Though The Master centers on a cult, it profoundly eschews the typical tropes of the subgenre. (Though Lancaster does break Freddie down to render him almost dependent, which is Cults 101.) Instead, The Master is a riveting odyssey of a lonely man, reminiscent of an Albert Camus protagonist, in search of belonging but doomed to never fit in. He is maybe lost from the start, established via a long montage of Freddie carousing on a beach that borders on Lord of the Flies. But by the end of the movie you may feel sympathy for how much further he's gone into the abyss.
Much of the credit for the film's success is owed to Phoenix, whose Freddie is a proto-Joker without that movie's empty sociopathy.The Master is notably Phoenix's biggest role right after his 2010 mockumentary I'm Still Here which briefly left Phoenix radioactive in Hollywood.
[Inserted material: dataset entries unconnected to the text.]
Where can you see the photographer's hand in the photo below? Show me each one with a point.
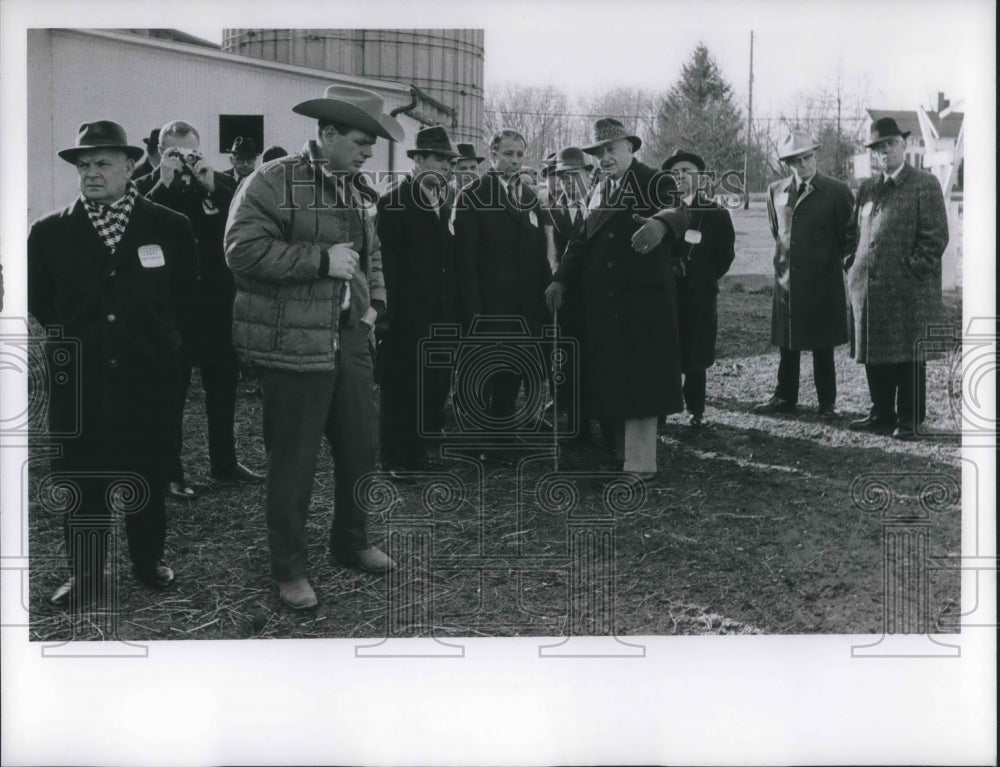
(170, 166)
(205, 175)
(343, 261)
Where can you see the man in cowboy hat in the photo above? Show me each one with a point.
(115, 273)
(623, 264)
(243, 156)
(810, 216)
(503, 268)
(894, 282)
(309, 288)
(152, 159)
(186, 183)
(418, 258)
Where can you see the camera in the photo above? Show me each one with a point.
(498, 344)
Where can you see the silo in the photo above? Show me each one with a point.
(445, 64)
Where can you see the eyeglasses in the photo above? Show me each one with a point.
(802, 158)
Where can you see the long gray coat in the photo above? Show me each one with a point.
(894, 279)
(811, 238)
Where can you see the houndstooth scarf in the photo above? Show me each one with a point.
(110, 220)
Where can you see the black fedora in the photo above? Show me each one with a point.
(884, 128)
(244, 146)
(468, 152)
(101, 134)
(606, 130)
(680, 155)
(433, 138)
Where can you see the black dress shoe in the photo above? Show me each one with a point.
(776, 405)
(238, 473)
(872, 424)
(181, 490)
(157, 575)
(827, 412)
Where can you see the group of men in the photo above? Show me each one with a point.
(297, 265)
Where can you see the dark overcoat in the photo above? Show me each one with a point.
(894, 278)
(812, 236)
(122, 322)
(704, 262)
(216, 287)
(418, 261)
(631, 352)
(503, 269)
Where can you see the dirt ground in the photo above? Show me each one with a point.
(779, 525)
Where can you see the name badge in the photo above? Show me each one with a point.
(151, 256)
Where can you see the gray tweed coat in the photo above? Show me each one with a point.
(894, 275)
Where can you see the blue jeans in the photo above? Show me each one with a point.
(299, 410)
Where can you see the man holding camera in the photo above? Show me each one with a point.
(184, 182)
(115, 274)
(309, 289)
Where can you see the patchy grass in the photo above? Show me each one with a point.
(755, 524)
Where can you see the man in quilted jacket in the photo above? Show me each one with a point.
(302, 245)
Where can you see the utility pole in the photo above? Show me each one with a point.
(746, 153)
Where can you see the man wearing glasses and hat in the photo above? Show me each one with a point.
(810, 217)
(418, 259)
(623, 262)
(894, 281)
(309, 289)
(115, 273)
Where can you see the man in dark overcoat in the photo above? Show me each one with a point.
(113, 273)
(623, 262)
(810, 217)
(894, 280)
(503, 270)
(418, 260)
(704, 255)
(184, 182)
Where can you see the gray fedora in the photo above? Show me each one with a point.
(355, 107)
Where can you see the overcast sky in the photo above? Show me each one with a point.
(901, 53)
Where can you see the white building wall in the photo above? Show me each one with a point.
(77, 76)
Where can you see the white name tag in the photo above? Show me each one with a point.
(151, 256)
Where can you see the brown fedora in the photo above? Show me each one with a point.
(433, 138)
(884, 128)
(354, 107)
(606, 130)
(571, 158)
(468, 152)
(101, 134)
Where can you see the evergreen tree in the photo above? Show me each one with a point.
(699, 115)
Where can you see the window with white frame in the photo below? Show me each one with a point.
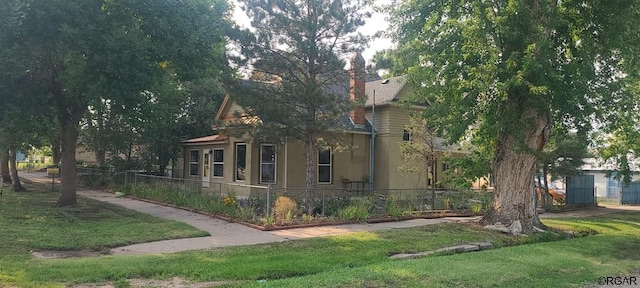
(194, 167)
(218, 162)
(325, 163)
(241, 162)
(406, 136)
(267, 163)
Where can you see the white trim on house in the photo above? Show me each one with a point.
(219, 163)
(273, 163)
(196, 162)
(237, 171)
(330, 165)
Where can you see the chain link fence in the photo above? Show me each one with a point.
(223, 198)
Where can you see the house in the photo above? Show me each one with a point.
(604, 177)
(222, 158)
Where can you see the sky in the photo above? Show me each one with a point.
(374, 24)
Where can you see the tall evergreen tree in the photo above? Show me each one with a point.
(299, 45)
(505, 72)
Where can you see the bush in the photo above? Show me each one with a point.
(285, 208)
(359, 212)
(393, 208)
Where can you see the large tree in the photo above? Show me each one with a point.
(81, 52)
(300, 46)
(507, 71)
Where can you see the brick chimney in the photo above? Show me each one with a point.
(356, 87)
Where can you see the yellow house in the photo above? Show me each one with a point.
(221, 158)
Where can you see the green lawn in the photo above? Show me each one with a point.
(354, 260)
(30, 221)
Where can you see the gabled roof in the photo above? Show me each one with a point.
(207, 139)
(343, 122)
(224, 106)
(386, 90)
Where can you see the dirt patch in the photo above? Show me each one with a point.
(64, 254)
(175, 282)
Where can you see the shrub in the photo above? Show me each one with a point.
(230, 200)
(358, 212)
(307, 218)
(243, 214)
(284, 208)
(393, 208)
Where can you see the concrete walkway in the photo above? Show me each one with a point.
(232, 234)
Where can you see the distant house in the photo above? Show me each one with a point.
(221, 158)
(604, 177)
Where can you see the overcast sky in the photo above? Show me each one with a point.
(374, 24)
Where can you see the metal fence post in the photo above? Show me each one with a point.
(269, 188)
(433, 199)
(323, 202)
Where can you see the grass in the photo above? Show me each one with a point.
(24, 166)
(358, 259)
(30, 221)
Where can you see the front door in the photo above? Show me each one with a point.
(206, 165)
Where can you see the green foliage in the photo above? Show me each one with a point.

The Master is unofficially a comeback for Phoenix, who went on to crush it in Her, You Were Never Really Here, and of course, Joker.
Some big spoilers here, but the specific B-plot that left a crater in my soul was a "missed chance" with a girl from Freddie's hometown, Doris (Madisen Beaty, Once Upon a Time in Hollywood). A mere 16-year-old when Freddie leaves his home, Freddie's drunken aimlessness (a scar from his time in war) and personal cowardice sweeps him away, wandering elsewhere. It's only during a spontaneous return home does Freddie learn that he's too late. Suddenly, Doris is 23 and nowhere to be found, and Freddie looks lost and pathetic in her mother's front porch.
It's perhaps rote to mention the emotional crumbling we've all felt throughout Covid-19. But I imagine for many of us, the pandemic has forced us to re-evaluate our personal timelines. Pre-pandemic, we spent each day waking up to go somewhere, or at least had that possibility wide open. Amidst lockdown, we wonder exactly the life events that led us to live in the specific four walls we found ourselves stuck inside. Almost like Freddie, it's a relatable phenomenon to wander over to an ex's or former crush's Instagram and doomscroll to oblivion and ask yourself, Why aren't I with them? What choices did I make that left me here and them so far away? (It's not a healthy thing to do, but no one said this was productive.)
In the end, regardless of your own regrets, The Master stands tall as one of Anderson's finest work — a towering accolade in a filmography that includes bonafide classics. Anderson himself believes The Master is his creative high point, despite the generally muted presence it has in film discourse today. “I’m not sure it’s entirely successful," Anderson said in a 2018 interview with the L.A. Times. "But that’s fine with me. It feels right. It feels unique to me.”
Anderson continued, saying:
"I really hope it will be something people can revisit and enjoy in a way that equals my pride in it. And pride can be a dangerous thing, and I’m not being very quiet about my pride in saying all this. But I just feel really proud of it. And of course, there’s a particular sentimentality attached to it for a number of personal reasons. It’s all wrapped up."
The Master may not be Paul Thomas Anderson's most popular work. But nine years later, it is perhaps unparalleled.
The Master is streaming now on Netflix until January 15 in the U.S.